However, due to the substantial costs of these drugs, their use is raising concerns because of the high economic impact these drugs are likely to have on health systems [5]. This advocates for the use of economic modelling to be conducted in order to comprehensively compare these licensed drugs on both the cost and effectiveness dimensions.

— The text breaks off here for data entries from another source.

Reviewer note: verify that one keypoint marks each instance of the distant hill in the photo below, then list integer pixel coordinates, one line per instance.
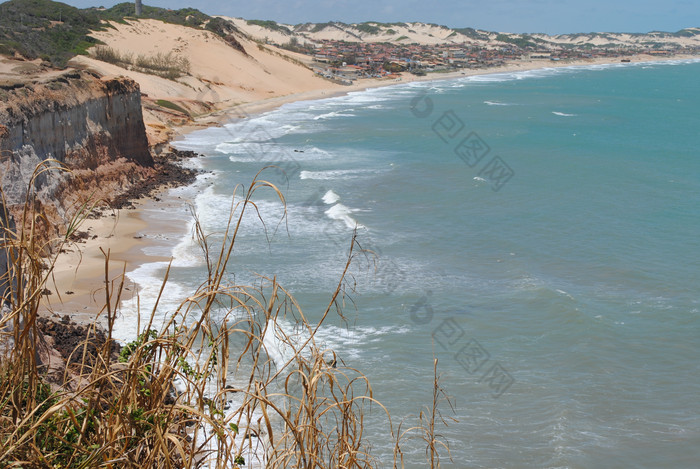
(426, 34)
(56, 32)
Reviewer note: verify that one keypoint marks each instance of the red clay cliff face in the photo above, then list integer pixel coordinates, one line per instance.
(90, 126)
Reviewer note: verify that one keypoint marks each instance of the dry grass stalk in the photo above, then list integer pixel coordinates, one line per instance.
(200, 390)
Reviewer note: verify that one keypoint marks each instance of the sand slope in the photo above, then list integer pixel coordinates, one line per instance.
(221, 77)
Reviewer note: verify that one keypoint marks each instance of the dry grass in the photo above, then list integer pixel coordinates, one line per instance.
(170, 66)
(200, 390)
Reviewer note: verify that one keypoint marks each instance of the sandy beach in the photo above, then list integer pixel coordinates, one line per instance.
(126, 233)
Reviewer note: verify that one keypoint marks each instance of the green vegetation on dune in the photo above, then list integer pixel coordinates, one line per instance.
(52, 31)
(56, 32)
(269, 24)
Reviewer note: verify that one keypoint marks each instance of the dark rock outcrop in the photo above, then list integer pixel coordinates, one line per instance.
(77, 120)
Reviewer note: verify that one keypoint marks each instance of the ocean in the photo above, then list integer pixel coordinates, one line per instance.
(537, 232)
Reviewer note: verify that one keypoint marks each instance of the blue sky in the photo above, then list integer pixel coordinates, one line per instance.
(548, 16)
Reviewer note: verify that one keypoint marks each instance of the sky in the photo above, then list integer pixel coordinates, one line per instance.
(517, 16)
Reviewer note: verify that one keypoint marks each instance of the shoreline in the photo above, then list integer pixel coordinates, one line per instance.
(129, 233)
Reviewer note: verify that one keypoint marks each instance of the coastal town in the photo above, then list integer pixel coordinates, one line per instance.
(348, 61)
(359, 55)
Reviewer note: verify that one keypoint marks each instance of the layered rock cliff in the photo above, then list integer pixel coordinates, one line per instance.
(78, 121)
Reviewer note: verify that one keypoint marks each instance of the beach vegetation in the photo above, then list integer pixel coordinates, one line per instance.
(170, 105)
(198, 386)
(272, 25)
(170, 66)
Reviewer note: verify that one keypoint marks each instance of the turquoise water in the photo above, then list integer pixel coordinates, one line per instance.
(558, 290)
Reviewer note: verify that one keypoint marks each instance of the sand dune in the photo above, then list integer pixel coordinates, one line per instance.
(221, 77)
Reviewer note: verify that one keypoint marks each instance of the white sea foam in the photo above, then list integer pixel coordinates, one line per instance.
(337, 174)
(497, 103)
(330, 115)
(330, 197)
(149, 278)
(342, 213)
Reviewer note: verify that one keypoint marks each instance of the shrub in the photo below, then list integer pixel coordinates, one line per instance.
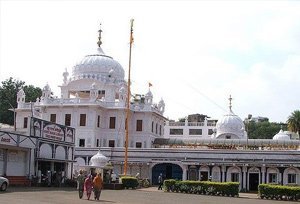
(203, 187)
(130, 182)
(270, 191)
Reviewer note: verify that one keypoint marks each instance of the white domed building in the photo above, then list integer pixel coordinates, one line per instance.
(93, 103)
(230, 126)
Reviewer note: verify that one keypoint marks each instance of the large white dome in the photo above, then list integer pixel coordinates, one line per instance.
(99, 67)
(230, 126)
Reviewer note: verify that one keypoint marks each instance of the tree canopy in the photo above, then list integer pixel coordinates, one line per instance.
(8, 97)
(264, 130)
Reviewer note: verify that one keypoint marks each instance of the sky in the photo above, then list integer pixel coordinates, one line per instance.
(194, 53)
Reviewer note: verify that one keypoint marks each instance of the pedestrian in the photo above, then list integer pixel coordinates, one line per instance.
(98, 185)
(80, 183)
(113, 177)
(88, 186)
(160, 181)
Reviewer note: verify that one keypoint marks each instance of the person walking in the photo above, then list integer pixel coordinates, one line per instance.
(98, 185)
(88, 186)
(160, 181)
(80, 183)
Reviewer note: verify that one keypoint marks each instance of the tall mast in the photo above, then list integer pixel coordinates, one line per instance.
(128, 100)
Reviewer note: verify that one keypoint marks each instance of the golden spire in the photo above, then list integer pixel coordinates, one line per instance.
(99, 38)
(230, 104)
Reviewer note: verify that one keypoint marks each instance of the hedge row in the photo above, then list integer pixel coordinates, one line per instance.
(278, 192)
(202, 187)
(130, 182)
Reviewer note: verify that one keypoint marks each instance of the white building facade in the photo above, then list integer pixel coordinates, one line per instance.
(93, 101)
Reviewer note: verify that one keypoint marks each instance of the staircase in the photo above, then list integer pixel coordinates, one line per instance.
(18, 181)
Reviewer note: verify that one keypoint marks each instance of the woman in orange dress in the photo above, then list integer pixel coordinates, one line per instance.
(88, 186)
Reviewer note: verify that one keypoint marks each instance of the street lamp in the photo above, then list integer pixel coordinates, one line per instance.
(14, 110)
(247, 127)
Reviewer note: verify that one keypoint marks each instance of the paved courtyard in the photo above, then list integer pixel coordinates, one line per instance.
(151, 195)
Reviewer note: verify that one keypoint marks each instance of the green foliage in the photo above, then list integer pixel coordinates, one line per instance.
(278, 192)
(202, 187)
(8, 97)
(130, 182)
(264, 130)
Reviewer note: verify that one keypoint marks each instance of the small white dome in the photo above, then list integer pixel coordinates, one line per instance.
(99, 160)
(46, 88)
(281, 136)
(149, 94)
(230, 126)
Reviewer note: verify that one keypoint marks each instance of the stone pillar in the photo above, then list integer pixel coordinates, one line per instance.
(223, 173)
(244, 177)
(184, 173)
(263, 172)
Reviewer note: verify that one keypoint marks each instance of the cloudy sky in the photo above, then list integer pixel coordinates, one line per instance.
(195, 53)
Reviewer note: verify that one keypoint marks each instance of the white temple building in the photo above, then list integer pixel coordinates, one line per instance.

Prior to this comprehensive cost-effectiveness evaluation, we aimed to undertake a systematic review of existing economic evaluations relating to previously treated NSCLC drugs to synthesise existing evidence, specifically focusing on model-based economic analyses. This first stage is required because of the anticipated complexity of the cost-effectiveness modelling of NSCLC drugs. In this systematic review, we have summarised the modelling techniques, clinical inputs, resource use and costs, and outcome measures used in the analyses, and suggested key issues to consider in developing further cost-effectiveness models. Previous systematic reviews comparing the clinical effectiveness of interventions for NSCLC have been published [3, 6], but our literature search did not identify any systematic reviews with a focus on cost-effectiveness evidence. This paper addresses this gap in the literature.

2 Methods

The protocol for this systematic review was registered on the PROSPERO international prospective register of systematic reviews [7].

2.1 Search Strategy

A literature search of published economic evaluations was performed, following the PRISMA (Preferred Reporting Items for Systematic review and Meta-Analysis) guidelines [8]. Electronic databases [MEDLINE, EMBASE (Ovid), Cochrane Library (Wiley), Science Citation Index (Web of Knowledge), Research Papers in Economics (RePEC) and the Cost-Effectiveness Analysis (CEA) Registry], and the National Institute of Health and Care Excellence (NICE) website were searched for relevant literature. We also performed citation searches and searched reference lists of relevant included studies, and any previously published systematic reviews. The search was limited to studies published in the English language from 1 January 2001 until 26 July 2019. This start point was chosen because it corresponds to the year that docetaxel was appraised by NICE for NSCLC, docetaxel being the first agent that was labelled for this indication and was established as the standard of care in second-line therapy [9]. The search strategy combined NSCLC terminology with economic terms. A copy of the search terms is available in the supplementary information.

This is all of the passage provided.